Houston-based McDermott International Ltd. has emerged from voluntary bankruptcy and cleared nearly all of its $4.6 billion debt off the books.
The engineering, procurement and contracting (EPC) giant, which launched restructuring through Chapter 11 early this year, emerged with a $2.4 billion letter of credit capacity and $544 million of funded debt.
“We will continue executing on our significant backlog, with a new capital structure to match and support the strength of our operating business, and we emerge well positioned for long-term growth and success, even amid this period of global uncertainty,” CEO David Dickson said.
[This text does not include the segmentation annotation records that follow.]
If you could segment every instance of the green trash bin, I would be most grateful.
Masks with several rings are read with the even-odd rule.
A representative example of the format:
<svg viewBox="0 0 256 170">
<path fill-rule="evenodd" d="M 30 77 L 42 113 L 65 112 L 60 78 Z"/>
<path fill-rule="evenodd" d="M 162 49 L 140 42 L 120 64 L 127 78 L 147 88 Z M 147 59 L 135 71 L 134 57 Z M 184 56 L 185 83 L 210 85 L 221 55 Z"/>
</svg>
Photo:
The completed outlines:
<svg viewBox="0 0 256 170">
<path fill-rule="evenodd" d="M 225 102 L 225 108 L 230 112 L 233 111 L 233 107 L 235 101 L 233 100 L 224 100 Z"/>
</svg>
“We look forward to continued delivery on customer projects.”
As part of the reorganization, McDermott sold Lummus Technology for about $2.7 billion to a joint partnership between Haldia Petrochemicals Ltd., and Rhône Capital. Proceeds are to be used to fully repay the debtor-in-possession financing, fund emergence costs and provide cash to the balance sheet for long-term liquidity.
McDermott merged with fellow global EPC operator CB&I in 2017. Activities are underway offshore and onshore, including several power plants across the United States. It also is involved in building liquefied natural gas (LNG) projects on the Gulf Coast. Included in its portfolio are Freeport LNG on Quintana Island, TX, and Cameron LNG in Hackberry, LA.
A newly constituted board has been installed, which include Dickson, who has run the company since late 2013. Lead director is Nils Larsen, who is a senior operating adviser with The Carlyle Group’s U.S. Equity Opportunities Fund.